Now I just have to wait for somebody else to pump the rating on this message. Otherwise, like many comments, it might be lost in a sea of many others.
I am one of the Gnomers who has been following this issue, and was also present at one of the irc conversations with the Napster people. I've done a little writeup of the events, which I'm hoping will help set the record straight.
The writeup is here, posted on Advogato. As usual, anyone can read, but posting is restricting to free software developers.
LILO boot: linux init=/usr/bin/emacs
If you poke around the link listed under "slashdot parent andover.net files for IPO", or whatever it is that the link says, you can find this. Looks like around 11 million? But who knows how much more if Andover successfully offers, and the stock price rises.

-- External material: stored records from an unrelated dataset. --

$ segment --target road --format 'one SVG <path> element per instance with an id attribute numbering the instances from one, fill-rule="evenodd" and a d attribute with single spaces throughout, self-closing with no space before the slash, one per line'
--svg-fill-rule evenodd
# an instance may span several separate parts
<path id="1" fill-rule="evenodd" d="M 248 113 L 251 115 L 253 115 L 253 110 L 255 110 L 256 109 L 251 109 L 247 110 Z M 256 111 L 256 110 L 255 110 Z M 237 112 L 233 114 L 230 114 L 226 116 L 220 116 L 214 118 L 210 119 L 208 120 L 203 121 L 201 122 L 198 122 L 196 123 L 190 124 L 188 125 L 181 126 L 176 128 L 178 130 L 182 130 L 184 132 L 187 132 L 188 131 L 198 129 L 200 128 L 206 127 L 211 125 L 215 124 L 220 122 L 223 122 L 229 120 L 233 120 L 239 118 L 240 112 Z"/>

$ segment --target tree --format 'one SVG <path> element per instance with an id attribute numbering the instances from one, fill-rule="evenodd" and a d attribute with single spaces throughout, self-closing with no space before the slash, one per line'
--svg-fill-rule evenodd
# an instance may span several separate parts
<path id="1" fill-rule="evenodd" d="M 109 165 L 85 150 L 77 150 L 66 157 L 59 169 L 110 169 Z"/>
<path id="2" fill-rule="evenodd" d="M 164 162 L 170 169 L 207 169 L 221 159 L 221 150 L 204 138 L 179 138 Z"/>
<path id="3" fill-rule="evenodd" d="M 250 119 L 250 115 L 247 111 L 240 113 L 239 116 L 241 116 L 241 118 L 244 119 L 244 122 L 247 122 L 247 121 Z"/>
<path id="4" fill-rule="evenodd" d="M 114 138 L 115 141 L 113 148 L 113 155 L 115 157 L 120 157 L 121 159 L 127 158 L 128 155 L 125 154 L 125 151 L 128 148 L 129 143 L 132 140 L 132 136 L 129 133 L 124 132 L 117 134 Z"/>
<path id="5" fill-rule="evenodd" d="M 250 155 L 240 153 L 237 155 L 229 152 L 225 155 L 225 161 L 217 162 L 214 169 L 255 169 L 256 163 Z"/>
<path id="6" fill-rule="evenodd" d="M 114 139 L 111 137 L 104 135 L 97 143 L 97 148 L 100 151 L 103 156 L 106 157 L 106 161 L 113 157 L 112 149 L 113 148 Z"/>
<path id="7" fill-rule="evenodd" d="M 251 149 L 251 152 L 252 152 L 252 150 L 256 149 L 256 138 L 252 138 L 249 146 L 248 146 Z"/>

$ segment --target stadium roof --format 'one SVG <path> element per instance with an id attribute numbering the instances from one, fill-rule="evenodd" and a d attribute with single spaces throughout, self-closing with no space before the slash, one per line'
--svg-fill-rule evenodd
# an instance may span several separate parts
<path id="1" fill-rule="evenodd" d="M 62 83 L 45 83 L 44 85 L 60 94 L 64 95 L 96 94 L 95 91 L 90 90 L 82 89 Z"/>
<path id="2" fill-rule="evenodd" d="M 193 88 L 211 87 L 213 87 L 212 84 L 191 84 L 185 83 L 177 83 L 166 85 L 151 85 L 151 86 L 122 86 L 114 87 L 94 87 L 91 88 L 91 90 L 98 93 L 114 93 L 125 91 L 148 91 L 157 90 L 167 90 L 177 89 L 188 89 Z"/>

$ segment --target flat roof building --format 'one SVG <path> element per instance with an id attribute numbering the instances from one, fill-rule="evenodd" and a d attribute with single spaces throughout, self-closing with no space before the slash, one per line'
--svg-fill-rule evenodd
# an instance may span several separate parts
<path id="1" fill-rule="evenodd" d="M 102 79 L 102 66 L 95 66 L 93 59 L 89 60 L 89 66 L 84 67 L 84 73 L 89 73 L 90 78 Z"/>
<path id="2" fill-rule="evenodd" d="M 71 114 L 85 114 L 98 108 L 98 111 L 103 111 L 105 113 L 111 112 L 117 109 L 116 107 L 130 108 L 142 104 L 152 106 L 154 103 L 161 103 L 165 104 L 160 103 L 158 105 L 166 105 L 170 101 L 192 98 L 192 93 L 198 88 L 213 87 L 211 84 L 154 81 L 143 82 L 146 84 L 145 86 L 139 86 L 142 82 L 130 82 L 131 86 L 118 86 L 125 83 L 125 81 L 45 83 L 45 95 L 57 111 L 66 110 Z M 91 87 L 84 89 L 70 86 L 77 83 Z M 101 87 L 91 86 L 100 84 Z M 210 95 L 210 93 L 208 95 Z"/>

Slashdot.org Purchase Agreement
Under the terms of the Asset Purchase Agreement between BlockStackers, Inc. and Andover.Net, dated as of June 18, 1999,
Andover.Net purchased those assets of BlockStackers relating to the Slashdot.org web site for 1.5 million in cash paid at closing
and maximum future cash payments of $3.5 million payable over the next two years contingent on the continued employment of
two key employees. Maximum future stock consideration of $7.0 million is payable over a period of two years following this
offering. For the purposes of these issuances, the number of shares of common stock to be issued is determined using an assumed
initial public offering price of $13.50 per share. Thus, the total consideration that will be paid is valued at $8.5 million and the
maximum contingent consideration payable is $3.5 million. All consideration has been or will be paid to BlockStackers. The number
of shares paid is contingent on the continued employment of two key employees and the achievement of performance milestones
relating to traffic on the web site.
*
148,148 shares issuable upon the closing of this offering;
*
74,074 shares issuable seven months after the closing of this offering;
*
49,383 shares issuable 12 months after the closing of this offering;
*
98,763 shares issuable 12 months after the closing of this offering provided that the milestones in the agreement have been
met;
*
49,383 shares issuable 24 months after the closing of this offering; and
*
98,765 shares issuable 24 months after the closing of this offering provided that the milestones in the agreement have been
met.
Pursuant to this purchase agreement, BlockStackers also agreed not to compete with Andover.Net or to solicit its personnel,
customers or suppliers. Specifically, BlockStackers may not compete with Andover.Net, its subsidiaries or affiliates by engaging
in any business that involves a real-time or contemporaneous news web site until June 28, 2004. Prior to June 28, 2001,
BlockStackers may not solicit personnel, customers or suppliers from Andover.Net, its subsidiaries or affiliates. Mr. Malda, a
director of Andover.Net, owns 25% of BlockStackers. Mr. Malda, the President and co-founder of BlockStackers, was a web site
manager of BlockStackers, running Slashdot.org. Mr. Malda continues to run Slashdot.org as a web site manager and editor of
Andover.Net.
Obviously they're too busy trying to ride the wave they've created to worry about something as trivial as security.